Kapolres: Harus Ada Pos Dibangun di Banti dan Opitawak

Kapolres Mimika AKBP Agung Marlianto, S. IK. MH/ Foto : Tim

Timika, Tabukanews.com - Kapolres Mimika AKBP Agung Marlianto, S. IK. MH mengatakan, harus ada pembangunan pos-pos untuk ditempati oleh Satuan Tugas (Satgas) Nemangkawi di area Banti dan Opitawak untuk mengantisipasi adanya gangguan Kelompok Kriminal Bersenjata (KKB) di wilayah Tembagapura.

Ia mengakui, pihak Freeport telah menyediakan barak khusus bagi Satgas Nemangkawi di mile 66 namun terkendala jarak yang cukup jauh dengan kampung Banti dan kampung Opitawak

"Diatas ada 2 telepon dari satgasus bantuan dari Satgas nemangkawi yang ini mah harus menetap di situ supaya mobilisasi untuk pasukan itu cepat dan memenuhi daerah-daerah yang sudah kita lakukan antisipasi," kata Kapolres ketika ditemui di gang Biru usai pada saat demo damai, Jumat (19/7).

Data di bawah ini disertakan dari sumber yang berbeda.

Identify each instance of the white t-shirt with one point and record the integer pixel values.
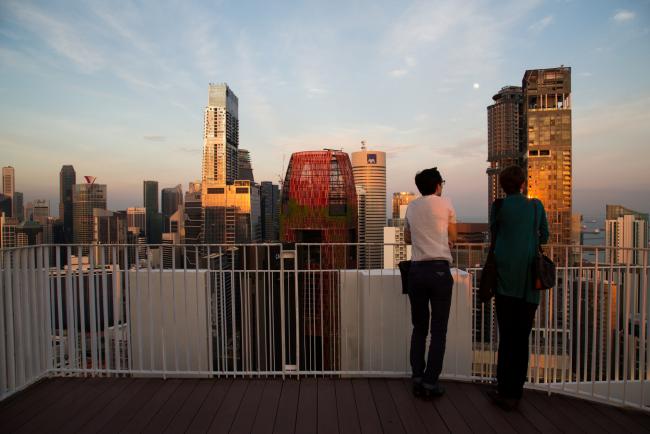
(428, 219)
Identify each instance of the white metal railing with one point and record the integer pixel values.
(312, 309)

Menurutnya, pihaknya bisa saja membangun pos-pos di area Banti dan Opitawak, hanya saja terkendala prosedur, yang mana menuju lokasi Banti harus melewati Tembagapura, sehingga dikembalikan kepada pihak Pemkab Mimika.

"Jadi kita mau melakukan pembangunan juga terhalang masalah prosedur jadi dari pihak Freeport kita minta bantuan karena itu di luar area PT Freeport sehingga dikembalikan ke Pemkab," terangnya.

Ia mengakui, pihak Freeport telah menyediakan fasilitas bagi Satgas Nemangkawi yang bertugas dan sangat layak, dan telah ditinjau langsung oleh tim dari Polda Papua dan Mabes Polri, namun kendala saat ini Satgas Nemangkawi membutuhkan pos menetap yang berada di kampung Banti dan kampung Opitawak.

Ia menambahkan, sejauh ini ada 1 pos yang sudah dibangun dan sudah ditempati juga oleh Koramil dan Polsek namun karena kondisi keamanan, sehingga diutamakan Satgas nemangkawi.

"Freeport sudah menyiapkan mess di mile 66 oleh Polda dan tim supervisi dari Mabes Polri dan sangat bagus di luar harapan kita," akunya.

Sementara itu terkait dengan adanya Satgas Nemangkawi yang menempati rumah warga. Kapolres mengatakan, anggota Satgas Nemangkawi tidak menempati rumah warga melainkan menempati yang bangunan yang digunakan sebagai Pelayanan kesehatan di kampung Opitawak.

"Kalau untuk pemukiman itu tidak ada," katanya. (Jrl).